My Love-Hate Relationship With Hospitals

Article

After a long session of office hours the other day that can be best described as an amateur rendition of a three-ring circus, I had a strange epiphany: Hospitals are making it more difficult for me to get my work done.

Craig R. Hildreth, MD

After a long session of office hours the other day that can be best described as an amateur rendition of a three-ring circus, while silently clicking through the clutter of electronic charts crowding my screen, I had a strange epiphany:

Hospitals are making it more difficult for me to get my work done.

An atypical thought indeed, but before I even had a chance to debate this notion I felt a sudden twinge, like the last day on a job after giving notice. The more I considered this, though, the more evidence I found to prop up this disgraceful attitude. Of course it is ridiculous to ignore the importance of hospitals. Hospitals are in the business of amelioration, and they are masters at it. It’s just that my individual contribution to the goal of helping people get rid of or survive cancer takes place in my office, so every time the hospital summons my presence, the mission grinds to a halt.

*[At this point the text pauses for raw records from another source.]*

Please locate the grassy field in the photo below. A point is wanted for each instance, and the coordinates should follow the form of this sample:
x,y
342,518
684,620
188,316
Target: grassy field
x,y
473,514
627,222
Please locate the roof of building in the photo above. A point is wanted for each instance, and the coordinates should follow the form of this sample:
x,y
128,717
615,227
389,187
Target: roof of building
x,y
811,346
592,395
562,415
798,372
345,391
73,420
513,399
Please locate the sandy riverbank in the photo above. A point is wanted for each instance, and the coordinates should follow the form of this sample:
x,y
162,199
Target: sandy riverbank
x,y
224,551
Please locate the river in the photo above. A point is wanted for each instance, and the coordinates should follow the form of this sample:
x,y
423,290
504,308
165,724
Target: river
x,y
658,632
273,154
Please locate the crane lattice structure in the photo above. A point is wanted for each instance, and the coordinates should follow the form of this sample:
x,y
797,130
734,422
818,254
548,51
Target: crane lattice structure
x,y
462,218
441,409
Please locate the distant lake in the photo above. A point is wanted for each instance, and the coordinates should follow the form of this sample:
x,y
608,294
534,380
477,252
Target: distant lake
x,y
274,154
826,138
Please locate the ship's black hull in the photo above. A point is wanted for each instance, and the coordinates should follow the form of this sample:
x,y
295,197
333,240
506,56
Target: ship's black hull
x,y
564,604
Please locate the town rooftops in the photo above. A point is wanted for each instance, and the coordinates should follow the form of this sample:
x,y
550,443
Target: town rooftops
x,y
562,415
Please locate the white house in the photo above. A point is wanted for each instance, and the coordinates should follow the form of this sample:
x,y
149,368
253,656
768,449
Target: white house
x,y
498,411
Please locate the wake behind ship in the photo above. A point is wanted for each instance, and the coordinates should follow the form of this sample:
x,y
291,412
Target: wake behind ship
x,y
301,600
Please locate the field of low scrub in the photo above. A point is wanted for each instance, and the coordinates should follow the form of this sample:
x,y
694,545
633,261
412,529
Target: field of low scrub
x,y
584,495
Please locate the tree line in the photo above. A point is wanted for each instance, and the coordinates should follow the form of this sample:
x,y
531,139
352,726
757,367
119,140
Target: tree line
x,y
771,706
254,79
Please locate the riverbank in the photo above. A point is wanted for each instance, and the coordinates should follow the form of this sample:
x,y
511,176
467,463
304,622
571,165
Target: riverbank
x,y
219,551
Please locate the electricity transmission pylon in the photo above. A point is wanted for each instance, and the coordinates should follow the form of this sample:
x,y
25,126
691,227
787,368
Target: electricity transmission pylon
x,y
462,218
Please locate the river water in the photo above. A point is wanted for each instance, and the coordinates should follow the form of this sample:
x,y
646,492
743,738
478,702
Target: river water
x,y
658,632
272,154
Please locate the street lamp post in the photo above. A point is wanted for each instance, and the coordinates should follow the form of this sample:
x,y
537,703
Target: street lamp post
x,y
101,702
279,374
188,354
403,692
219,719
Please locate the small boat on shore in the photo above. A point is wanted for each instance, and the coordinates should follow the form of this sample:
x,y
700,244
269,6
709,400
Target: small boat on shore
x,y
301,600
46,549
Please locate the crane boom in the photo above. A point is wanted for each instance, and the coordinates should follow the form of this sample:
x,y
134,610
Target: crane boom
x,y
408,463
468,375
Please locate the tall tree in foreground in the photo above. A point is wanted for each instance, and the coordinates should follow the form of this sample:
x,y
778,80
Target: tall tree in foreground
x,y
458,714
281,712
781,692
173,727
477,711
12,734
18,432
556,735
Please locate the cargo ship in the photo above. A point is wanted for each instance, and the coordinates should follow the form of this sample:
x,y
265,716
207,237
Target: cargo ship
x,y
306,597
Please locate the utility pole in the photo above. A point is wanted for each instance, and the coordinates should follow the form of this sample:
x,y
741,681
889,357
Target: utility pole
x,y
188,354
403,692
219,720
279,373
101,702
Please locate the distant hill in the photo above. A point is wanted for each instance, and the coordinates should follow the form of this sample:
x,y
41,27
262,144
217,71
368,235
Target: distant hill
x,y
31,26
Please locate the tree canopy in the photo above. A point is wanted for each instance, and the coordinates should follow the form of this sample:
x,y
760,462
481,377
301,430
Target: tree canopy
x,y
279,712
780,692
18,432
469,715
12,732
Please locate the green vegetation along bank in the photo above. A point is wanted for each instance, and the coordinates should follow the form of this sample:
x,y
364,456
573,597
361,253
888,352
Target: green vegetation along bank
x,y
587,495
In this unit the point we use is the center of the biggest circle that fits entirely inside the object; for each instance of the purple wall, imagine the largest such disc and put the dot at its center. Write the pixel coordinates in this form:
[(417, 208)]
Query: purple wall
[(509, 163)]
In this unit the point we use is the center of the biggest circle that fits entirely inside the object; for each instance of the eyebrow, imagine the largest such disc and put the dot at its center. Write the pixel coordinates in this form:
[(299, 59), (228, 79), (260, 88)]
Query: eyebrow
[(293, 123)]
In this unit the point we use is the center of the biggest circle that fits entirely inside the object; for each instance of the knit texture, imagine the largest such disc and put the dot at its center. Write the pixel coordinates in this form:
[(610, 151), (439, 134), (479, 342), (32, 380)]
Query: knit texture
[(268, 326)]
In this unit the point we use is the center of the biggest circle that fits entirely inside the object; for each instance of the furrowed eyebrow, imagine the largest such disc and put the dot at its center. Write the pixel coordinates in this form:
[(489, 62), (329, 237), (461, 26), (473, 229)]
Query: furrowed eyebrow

Recall that the bulk of a doctor’s training is done inside of hospitals. Back in the day, after getting over the sheer terror that like quills upon the fretful porpentine shocks innocent interns, many of us (see: Stockholm syndrome) came to love the bustle and drama of the daily inpatient routine as much as we grew to cringe at the drudgery of the outpatient clinic. Now after two decades in private practice my affections appear to have reversed-I relish my office hours and approach hospital rounds like an army ranger ordered to infiltrate Stalag 17. What happened?

For one thing, patients need access to their oncologists, and in my practice the office is the place where the twain shall meet. From the moment I stumble through the door until my secretary turns the lock at five o’clock, I am available to anyone who crosses my threshold. True, it is an inconvenience for patients to have to come to me, but once here they have my undivided attention whether they have an appointment or not. The easier it is to reach your oncologist, the smoother the clinical course runs, and if I’m not in the office the silence is deafening. With the rise of hospitalists I don’t have the same responsibilities for inpatient care as before, and with the launch of the electronic medical record I can monitor folks 24 hours a day. Both of these advances serve as a disincentive to spending all morning driving from one hospital to the next to find out what is going on when I already know what is going on and what is being done to remedy it, while in the meantime my waiting room becomes a testing zone for the limits of patience, if you know what I mean.

As an independent oncologist, I deliver the daily beating to various surly malignancies in my treatment room. Most modern day chemotherapy and biological regimens do not require an inpatient stay; therefore the more patients are sequestered in the hospital the less likely they are to get on with their treatment. As for oral agents, they are convenient until hospitalization, at which time we often discover that the needed drug is not on formulary.

I would say that this is the antithesis of the science of tumor kill, n’est-ce pas?

Then there are oncology nurses. They are admirable professionals and each day I expect them to give their best effort to the cause. My office nurses, however, have an advantage over hospital nurses-I sign their paychecks. Yes, when it comes to building a mighty team, there’s nothing like being the general manager and franchise owner to energize the players.

In the office there are also fewer time constraints. I’m here all day, so fire away with your questions-you won’t be subjected to the traditional hospital peek-a-boo visit that was immortalized by Sir William Osler rolling over in his grave.

Your oncologist may be the smartest in the nation, but if you do not understand what the diagnosis, treatment, side effects, prognosis, and follow-up are, you might as well hire “Dr. Google” instead. We must always do our best to deliver the information patients need, and when it comes to effective communication, there is no competition: the office wins again. You try explaining the arcana of dual HER2 receptor blockade to a hospital patient while the aide is taking their blood pressure, the IV pump is beeping, the transporter is waiting in the hallway, and the internet firewall won’t let you pull up an educational brochure. In the office we have nothing but peace and quiet, plus my laptop with access to oodles of material for your amusement-how about a juicy diagram of the RAS/RAF/MEK/ERK pathway?

If you follow the news these days you might have read that the private practice of medical oncology is either dead in the water or encircled by menacing fins. This is a crying shame; however, I must confess that if my office is ever reduced to shark bait I most certainly will, hat in hand, go merrily begging for a job. After all, who says we private docs can’t adapt to those big, scary places called hospitals, not to mention help to transform them into a workplace as exemplary as the one we hold such fond memories of?